PIC has developed CosmoHub, a scientific platform built on top of Hadoop and Apache Hive, which facilitates scalable reading, writing and managing huge astronomical datasets. This platform supports a global community of scientists, eliminating the need for users to be familiar with Structured Query Language (SQL). CosmoHub officially serves data from major international collaborations, including the Legacy Survey of Space and Time (LSST), the Euclid space mission, the Dark Energy Survey (DES), the Physics of the Accelerating Universe Survey (PAUS), the Gaia ESA Archive, and the Marenostrum Institut de Ciències de l'Espai (MICE) simulations.
This platform is highly scalable and adaptable for various data analytics applications. The recent integration of PIC’s dCache billing database records has enabled the exploration of extensive data access logs at PIC, covering roughly eight years. We will share insights from the analysis of CMS data access at PIC, which involved processing approximately 350 million entries using PIC's Hadoop infrastructure. The current system operates with around 1,000 cores, 10 TiB of RAM, 50 TB of NVMe (for caching), and 2 PiB of usable storage. Data is accessed through HiveQL and Jupyter notebooks, with advanced Python scripts enabling efficient interaction.

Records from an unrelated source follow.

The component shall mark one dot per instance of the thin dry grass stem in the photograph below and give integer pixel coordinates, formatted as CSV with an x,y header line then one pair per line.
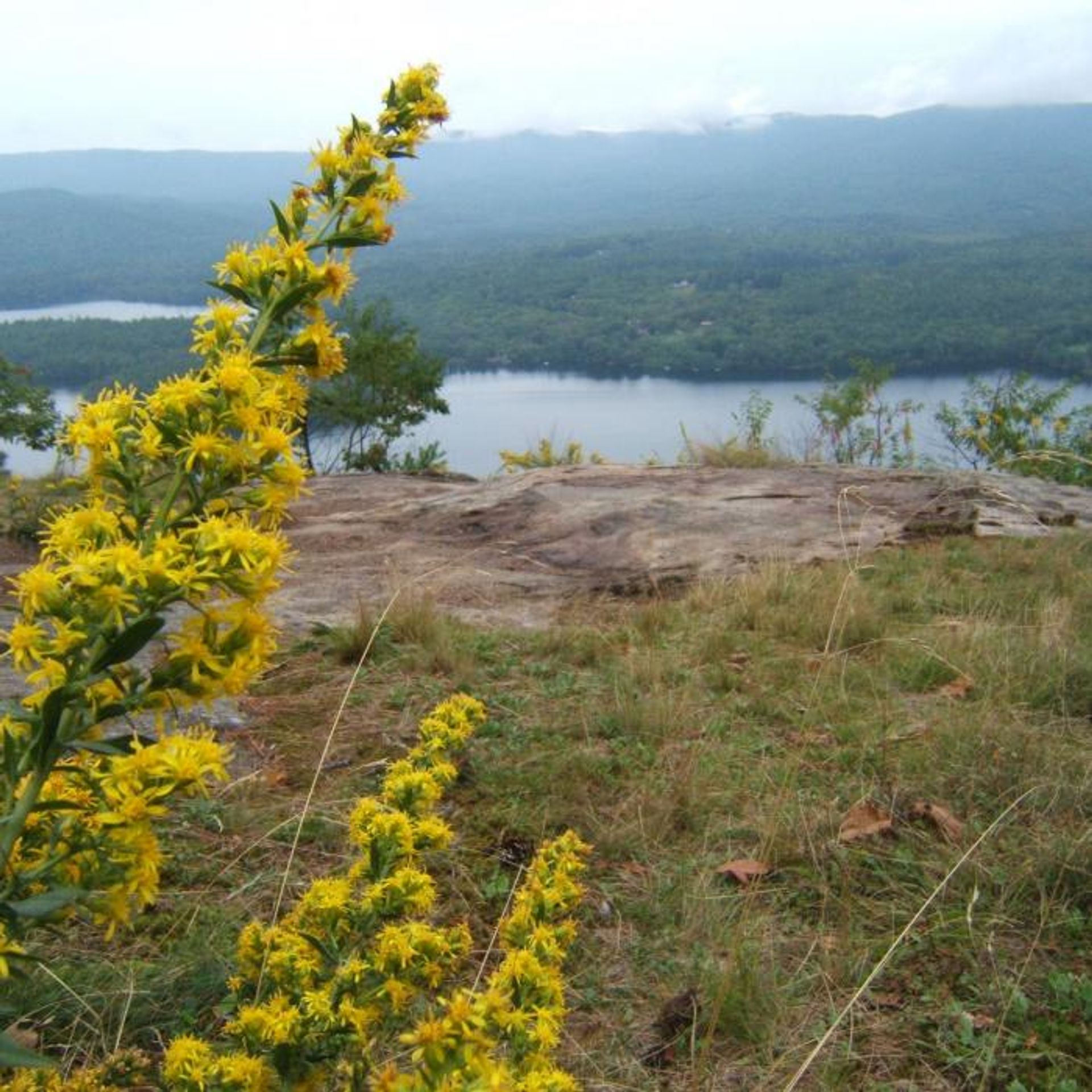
x,y
885,959
68,990
318,774
496,930
125,1011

This framework significantly accelerated data processing, reducing execution times for plot generation to under a minute - a task that previously took several hours using PIC's PostgreSQL databases. This enhanced performance opens up new possibilities for integrating additional data sources, such as job submissions from the local HTCondor batch system, enabling advanced analytics on large datasets.